Tench (Tinca tinca) is the only member of its subfamily, Tincinae, within the carp family, Cyprinidae. It is a freshwater fish that thrives in eutrophic lakes. It eats aquatic plants, small snails and bivalves, and crustaceans. It can also live in brackish water.

Its unique morphological and genetic characteristics set it apart from other members of the genus Cyprinus. Among these are its unequivocal body colour (green to brown-green, although golden and albinotic phenotypes exist), specific reproductive biology, and monophyletic origin.

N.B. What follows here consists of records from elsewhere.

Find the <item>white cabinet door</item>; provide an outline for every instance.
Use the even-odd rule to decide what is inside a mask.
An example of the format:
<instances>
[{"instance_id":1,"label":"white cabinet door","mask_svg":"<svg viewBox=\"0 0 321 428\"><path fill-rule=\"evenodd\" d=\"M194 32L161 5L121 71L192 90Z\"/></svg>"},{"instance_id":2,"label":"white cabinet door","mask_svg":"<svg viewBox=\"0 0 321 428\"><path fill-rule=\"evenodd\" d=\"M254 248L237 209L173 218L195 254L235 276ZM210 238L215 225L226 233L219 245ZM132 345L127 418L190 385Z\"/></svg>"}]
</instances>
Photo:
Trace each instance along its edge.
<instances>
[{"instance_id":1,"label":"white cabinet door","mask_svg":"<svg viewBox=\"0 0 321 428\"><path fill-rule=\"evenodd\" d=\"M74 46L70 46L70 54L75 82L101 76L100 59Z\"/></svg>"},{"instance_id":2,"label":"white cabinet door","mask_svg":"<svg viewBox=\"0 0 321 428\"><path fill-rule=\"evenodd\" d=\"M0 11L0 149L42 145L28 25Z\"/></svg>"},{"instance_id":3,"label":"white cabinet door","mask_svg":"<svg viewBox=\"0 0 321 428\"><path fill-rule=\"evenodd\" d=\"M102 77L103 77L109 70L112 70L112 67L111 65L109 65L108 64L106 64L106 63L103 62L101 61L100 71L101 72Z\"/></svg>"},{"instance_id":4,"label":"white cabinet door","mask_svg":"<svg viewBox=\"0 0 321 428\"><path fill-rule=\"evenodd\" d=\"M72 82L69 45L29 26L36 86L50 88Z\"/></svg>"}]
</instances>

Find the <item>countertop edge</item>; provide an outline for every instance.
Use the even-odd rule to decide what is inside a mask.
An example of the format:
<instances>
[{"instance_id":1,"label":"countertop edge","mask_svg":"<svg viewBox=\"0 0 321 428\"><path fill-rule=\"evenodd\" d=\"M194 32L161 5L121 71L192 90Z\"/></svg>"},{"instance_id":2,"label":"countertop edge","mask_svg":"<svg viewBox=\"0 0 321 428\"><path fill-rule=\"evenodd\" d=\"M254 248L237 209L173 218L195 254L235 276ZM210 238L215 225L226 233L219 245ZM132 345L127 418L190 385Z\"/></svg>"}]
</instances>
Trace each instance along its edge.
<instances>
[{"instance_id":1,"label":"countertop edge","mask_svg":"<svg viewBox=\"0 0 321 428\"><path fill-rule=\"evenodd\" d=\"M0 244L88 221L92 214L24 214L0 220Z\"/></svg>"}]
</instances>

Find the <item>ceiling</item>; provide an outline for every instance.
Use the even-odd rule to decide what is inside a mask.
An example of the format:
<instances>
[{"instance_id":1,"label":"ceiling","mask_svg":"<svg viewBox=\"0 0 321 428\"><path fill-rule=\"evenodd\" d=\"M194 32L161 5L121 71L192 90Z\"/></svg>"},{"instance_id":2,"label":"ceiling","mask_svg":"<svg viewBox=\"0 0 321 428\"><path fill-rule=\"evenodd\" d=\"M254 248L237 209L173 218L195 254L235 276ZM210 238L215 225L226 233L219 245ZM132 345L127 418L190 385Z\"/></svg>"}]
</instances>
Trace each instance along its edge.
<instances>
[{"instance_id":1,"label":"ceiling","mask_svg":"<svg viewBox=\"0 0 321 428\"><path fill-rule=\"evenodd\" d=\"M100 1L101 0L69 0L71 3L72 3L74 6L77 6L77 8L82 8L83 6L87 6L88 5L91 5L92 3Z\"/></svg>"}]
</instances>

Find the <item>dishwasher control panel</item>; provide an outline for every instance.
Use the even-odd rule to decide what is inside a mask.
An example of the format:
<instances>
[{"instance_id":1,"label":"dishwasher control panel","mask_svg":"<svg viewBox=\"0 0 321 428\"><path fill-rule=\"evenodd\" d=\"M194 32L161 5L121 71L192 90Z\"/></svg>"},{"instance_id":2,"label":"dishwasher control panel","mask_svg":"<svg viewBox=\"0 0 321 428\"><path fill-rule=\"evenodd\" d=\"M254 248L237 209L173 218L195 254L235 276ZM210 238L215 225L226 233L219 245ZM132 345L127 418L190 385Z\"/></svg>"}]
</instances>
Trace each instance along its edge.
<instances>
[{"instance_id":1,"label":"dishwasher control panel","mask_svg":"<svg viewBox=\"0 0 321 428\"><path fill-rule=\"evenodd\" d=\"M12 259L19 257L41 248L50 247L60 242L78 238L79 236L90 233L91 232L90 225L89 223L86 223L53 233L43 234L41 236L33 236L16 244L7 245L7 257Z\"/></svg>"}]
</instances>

Genome-wide linkage disequilibrium studies show that tench are genetically distinct from other cyprinid species. The tench genome contains fewer polymorphic sites than the carp genome, but it is still a large and complex sequence. It has been used to develop genome-wide SNP arrays that can distinguish between Eastern and Western tench breeds. These SNPs were validated in a sample of two tench breeds that had been grown under cultured conditions for six generations. These SNPs did not have any negative effects on the main growth-related traits of tench.


Tench prefer lakes and ponds with muddy bottoms and dense vegetation, where they can hide from predators. They eat a variety of small insects and aquatic plants, including some of the same baits used by carp anglers. This behaviour increases water turbidity, and can affect native benthic invertebrates, snails and fish eggs.

Tench may also compete with native species for spawning sites and gill function. They can scavenge algae and other phytoplankton, and consume the seeds of some vascular plants.

The number of seed items retrieved from the feces of Roach, Rudd and Tench progressively increased with increasing water temperature (Table S1). These data suggest that tench consume and disperse plant seeds in a seasonal manner. This is consistent with observations that tench become more herbivorous during the summer and autumn, when they egested vegetative parts of vascular plants. Seeds of Juncus effusus, Betula pendula and grasses were the most common genus-specific species retrieved from tench feces.